Sabtu

KEPEMIMPINAN TRANSFORMATIF

KEPEMIMPINAN TRANSFORMATIF

Di Multazam, Yudi Latif (seorang pemikir kenegaraan dan keagamaan) merapatkan tubuh ke dinding ka’bah, yang pertama terlintas dalam doanya adalah Indonesia “Ya Allah, jadikan negeriku tempat yang aman. Berkatilah warganya dengan kemakmuran dan kebahagiaan. Tumbuhkanlah para pemimpin yang lebih besar dari dirinya sendiri”. Seperti Nabi Ismail yang siap disembelih, ucapan Sherif Haramaian yang menerima rombongan Yudi Latif terasa tajam menusuk kalbu. “Indonesia tempat bermukim seperlima pemeluk Muslim dunia dengan segala kekayaan alamnya, terlalu penting untuk dilupakan dan terlalu menjajikan untuk disia – siakan”.

Ada percik kebenaran dalam ucapannya. Sekedar berbekal minyak, Arab Saudi nan tandus dengan kepemimpinan otoritarian, toh masih sanggup menghadirkan kesejahteraan bagi warganya. Ketika Raja Fahd dibuatkan istana di sebuah bukit pinggir kota Madinah, masih tersisa kearifan tradisional yang menggugah keinsyafannya. “Bagaimana mungkin saya tinggal di atas bukit, sedangkan rakyatku bermukim dibawah sana.”

Sedangkan Indonesia negeri yang subur dengan kepemimpinan demokratis yang seharusnya memuliakan daulat rakyat, bayangan yang segera terlintas adalah barisan Tenaga Kerja Indonesia (TKI) yang miskin perlindungan dan murah. Dalam pesawat yang membawa pulang, seorang Tenaga Kerja Wanita (TKW) yang mengalami gangguan ingatan (yang menurut para pramugari merupakan fenomena yang lumrah), secara ngelantur menyebut Indonesia sebagai “Ibu Pertiwi yang tega menyembelih anak – anaknya sendiri”.
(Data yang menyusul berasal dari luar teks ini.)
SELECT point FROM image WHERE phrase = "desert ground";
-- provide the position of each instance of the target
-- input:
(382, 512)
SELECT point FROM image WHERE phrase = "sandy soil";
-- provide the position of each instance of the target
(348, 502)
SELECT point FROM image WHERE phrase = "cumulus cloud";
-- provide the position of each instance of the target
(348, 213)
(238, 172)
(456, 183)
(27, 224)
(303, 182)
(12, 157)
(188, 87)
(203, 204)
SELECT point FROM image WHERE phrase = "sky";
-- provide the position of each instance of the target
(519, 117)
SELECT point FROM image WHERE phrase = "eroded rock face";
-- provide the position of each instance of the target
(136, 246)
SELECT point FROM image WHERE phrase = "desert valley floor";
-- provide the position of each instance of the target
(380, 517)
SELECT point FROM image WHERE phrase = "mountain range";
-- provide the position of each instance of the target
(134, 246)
Setelah demokratisasi berjalan 11 tahun tanpa perbaikan kualitas hidup, mestinya terbit kesadaran lain bahwa tirani pemerintahan tidak bisa dihapus begitu saja dengan pesta kebebasan. Saatnya mempertimbangkan penghayatan klasik yang memperhadapkan tirani dengan keadilan. Kebebasan tanpa keadilan hanya membuat tirani berganti wajah, dari wajah bengis militeristik menuju wajah lembut permainan prosedur.

Antiteori

Jauh – jauh hari para pemikir demokrasi seperti Alexis de Tocqueville, mewanti – wanti kemungkinan munculnya bentuk tirani yang lain dalam demokrasi, yakni tirani mayoritas. Namun dalam perjalanan demokratisasi di Indonesia, yang muncul tetap saja tirani minoritas, yakni tirani pemodal yang bersekutu dengan oligarki kepartaian.
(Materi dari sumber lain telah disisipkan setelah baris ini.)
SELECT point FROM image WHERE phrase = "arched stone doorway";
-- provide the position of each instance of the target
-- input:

Jika persolan demokrasi kita adalah defisit keadilan, bukan kebebasan, isu utamanya bukan pergantian elite politik dan prosedur politik, melainkan pada kapasitas transformatif dari kekuasaan. Bagaimana mengakhiri gerak sentripetal dari kekuasaan yang bersifat narsistik menuju gerak sentrifugal yang berorientasi pada kemaslahatan umum. Malangnya, pergeseran dari rezim otoritarian menuju demokrasi di Indonesia belum menyentuh aspek ini sehingga upaya reformasi tidak menghasilkan perubahan substansial.

Dalam hal ini, watak kepemimpinan memainkan peran penting. Meskipun kepemimpinan merupakan fitur permanen yang selalu diperlukan oleh setiap masyarakat dan segala zaman, perlu dicatat bahwa tidak ada pemimpin yang cocok untuk segala musim. Seperti dikatakan oleh Montesquleu dan Max Weber, kepemimpinan merupakan suatu fungsi yang dinamis yang beragam dalam watak, lingkup, dan kepentingannya, tergantung pada perkembangan masyarakat. Konsekuensinya, kekuasaan dan fokus tindakan seorang pemimpin ditentukan oleh watak personal dan kondisi yang berkembang di lingkungan politiknya.

Masa krisis dan kekacauan jelas memerlukan peran kepemimpinan yang lebih besar sekaligus pemimpin besar dibanding masa normal dan stabil. Masa seperti ini, menurut Weber, membuka kesempatan bagi munculnya pemimpin – pemimpin karismatik dengan pesan pembebasan dan pemulihan tertib politik.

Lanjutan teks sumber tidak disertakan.